In Holland
BVHaast 0101

To Remain
BVHaast CD 1601

Nearly 30 years after the creation of the Willem Breuker Kollektief you can refer to energetic reissues like these two and note how the Dutch 10-piece band has changed over time.

One of the Big Three post-Bop movers and shakers in Holland — pianist Misha Mengelberg and drummer Han Bennink are the other two — saxophonist/composer Breuker was initially allied with the other two in the Instant Composers Pool (ICP). But, as a ferocious improviser who was as likely to turn up on sessions led by saxophonist Peter Brötzmann, vibist Gunter Hampel or trumpeter Don Cherry as on Dutch dates, he obviously had energy to spare. Furthermore, gifted with a broad if somewhat sardonic sense of humor and a broad theatrical sense, he was able to tailor compositions to parodistic happenings, stage presentations, TV shows and films.

Eventually it became clear that he wasn’t prepared to play Trotsky to Mengleberg and Bennink’s Lenin and Stalin, as one of three who made a revolution, and he went on his own. Since that time Breuker, in concert with the leaders of some other large European aggregations has tended to downplay improvisations for charts that reflect his interest in modern classical music, opera, cabaret and pop music. Furthermore, he has made sure that everything the band plays is served up with a hearty drollop of visual humor. At the same time the Kollektief has grown and shrunk in size with vocalists, string players and the like added and subtracted at different times. Today a Kollektief performance is as liable to be an entertaining show as much as a jazz concert, with the leader coming across as sort of a Lowlands Paul Shaffer.

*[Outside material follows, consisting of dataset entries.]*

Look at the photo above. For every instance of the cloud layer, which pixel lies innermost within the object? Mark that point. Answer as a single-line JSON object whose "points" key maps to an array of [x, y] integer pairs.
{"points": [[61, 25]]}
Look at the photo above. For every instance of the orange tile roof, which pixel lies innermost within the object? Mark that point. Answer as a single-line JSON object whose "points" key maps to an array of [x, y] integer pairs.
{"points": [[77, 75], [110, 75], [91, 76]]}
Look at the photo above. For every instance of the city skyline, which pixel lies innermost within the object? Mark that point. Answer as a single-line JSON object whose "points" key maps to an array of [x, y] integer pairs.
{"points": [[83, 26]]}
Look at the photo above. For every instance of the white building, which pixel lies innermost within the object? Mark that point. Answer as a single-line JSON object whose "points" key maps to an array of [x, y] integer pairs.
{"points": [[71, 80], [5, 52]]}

That’s a bit unfair, even though Shaffer did start off as a jazzer and has recorded with guitarist Muñoz and tubaist Howard Johnson. Although his music is peppy enough for late night TV, Breuker is far too anarchistic be long satisfied as second banana to smarmy David Letterman. Still, his vocal turn as a rock star/lounge lizard on “To be with Louis P.” on IN HOLLAND sounds a lot like Shaffer’s present persona.

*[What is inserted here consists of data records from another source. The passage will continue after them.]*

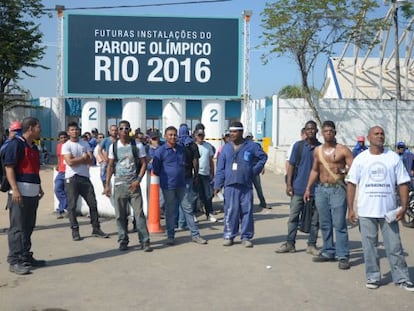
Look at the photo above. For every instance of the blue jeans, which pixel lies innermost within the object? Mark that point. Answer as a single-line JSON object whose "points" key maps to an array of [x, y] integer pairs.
{"points": [[331, 205], [60, 192], [22, 223], [296, 206], [393, 248], [76, 186], [190, 197], [123, 198], [238, 212]]}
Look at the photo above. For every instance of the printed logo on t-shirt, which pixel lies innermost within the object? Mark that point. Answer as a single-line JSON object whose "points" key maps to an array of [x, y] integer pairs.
{"points": [[377, 172]]}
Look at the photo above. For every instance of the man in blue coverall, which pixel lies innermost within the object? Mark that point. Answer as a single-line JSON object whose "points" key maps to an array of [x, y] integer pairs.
{"points": [[239, 161], [169, 164]]}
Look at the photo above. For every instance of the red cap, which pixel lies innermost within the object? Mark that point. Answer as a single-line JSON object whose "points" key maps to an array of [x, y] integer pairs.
{"points": [[14, 126]]}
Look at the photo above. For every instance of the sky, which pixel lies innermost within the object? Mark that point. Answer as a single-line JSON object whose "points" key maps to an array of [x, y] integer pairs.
{"points": [[265, 80]]}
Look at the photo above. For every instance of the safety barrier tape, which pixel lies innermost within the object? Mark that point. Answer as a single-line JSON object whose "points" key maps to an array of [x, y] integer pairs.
{"points": [[52, 139]]}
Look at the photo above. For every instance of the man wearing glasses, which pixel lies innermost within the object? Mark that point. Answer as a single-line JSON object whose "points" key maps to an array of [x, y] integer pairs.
{"points": [[78, 156], [126, 160]]}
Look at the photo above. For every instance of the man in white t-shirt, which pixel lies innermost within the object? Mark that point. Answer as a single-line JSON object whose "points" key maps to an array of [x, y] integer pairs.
{"points": [[376, 172], [127, 161], [78, 156]]}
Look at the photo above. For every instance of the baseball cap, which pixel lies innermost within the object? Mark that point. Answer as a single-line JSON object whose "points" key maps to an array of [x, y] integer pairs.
{"points": [[400, 144], [15, 126]]}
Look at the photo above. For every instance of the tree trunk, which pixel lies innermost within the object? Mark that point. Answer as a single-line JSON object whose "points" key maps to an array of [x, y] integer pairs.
{"points": [[308, 95]]}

Although the Kollektief remains the only other orchestra besides Sun Ra’s Arkestra that could aurally illustrate cartoons without a second thought, since the first CD here was recorded in 1981 and TO REMAIN in 1983, 1984 and 1989, the basic jazz-improv shape of the band is still in place. Breuker is also a good leader, despite — or perhaps because — of the fun produced. Although he gives plenty of space to the exceptional jazz soloists he has on board, he always makes it clear that the band itself is paramount. Also, like Duke Ellington’s orchestra at least a quartet of his bandsmen have been with him for almost the entire time and at least one band chair was emptied due to the death of its occupant.

Each reissue has something to recommend it. IN HOLLAND, recorded at one time is tighter, while TO REMAIN, a pastiche of three sessions, showcasing different soloists.

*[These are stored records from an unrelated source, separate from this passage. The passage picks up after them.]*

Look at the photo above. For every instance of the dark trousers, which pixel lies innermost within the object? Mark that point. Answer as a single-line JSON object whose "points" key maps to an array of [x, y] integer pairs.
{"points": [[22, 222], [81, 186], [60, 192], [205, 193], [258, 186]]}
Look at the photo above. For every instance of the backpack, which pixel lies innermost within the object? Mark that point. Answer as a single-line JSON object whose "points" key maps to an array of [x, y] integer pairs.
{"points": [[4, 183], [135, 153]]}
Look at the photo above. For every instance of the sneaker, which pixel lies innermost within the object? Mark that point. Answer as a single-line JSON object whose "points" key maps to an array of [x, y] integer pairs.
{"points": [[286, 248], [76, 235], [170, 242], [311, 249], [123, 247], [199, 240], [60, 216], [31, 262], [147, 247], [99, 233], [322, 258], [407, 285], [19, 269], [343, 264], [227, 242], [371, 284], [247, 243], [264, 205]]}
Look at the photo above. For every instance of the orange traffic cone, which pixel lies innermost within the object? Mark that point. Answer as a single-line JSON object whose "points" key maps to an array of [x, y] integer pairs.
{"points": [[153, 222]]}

Nationalistically or jokingly, IN HOLLAND has as its raison d’être a rather straightforward four-part run through of “Concertino no. 5 in F minor” by Dutch baroque composer Unico Willem van Wassenaer (1692-1766). Despite the shared first name between the composer and Breuker, the main reason to perform the concertino merely seems to be to prove that, along with its other attributes, the ensemble can come up with a note-perfect recreation of period music.

Besides, that CD contains one of Breuker half reverent/half serious tangos with what sounds like a toy piano intro, a few yells and some car horn noises from the saxes. Then there’s “Kudeta”, a showcase for keyboardist Henk de Jonge that seems to meld modern jazz, Rachmaninoff, ragtime and “Moonlight Sonata”.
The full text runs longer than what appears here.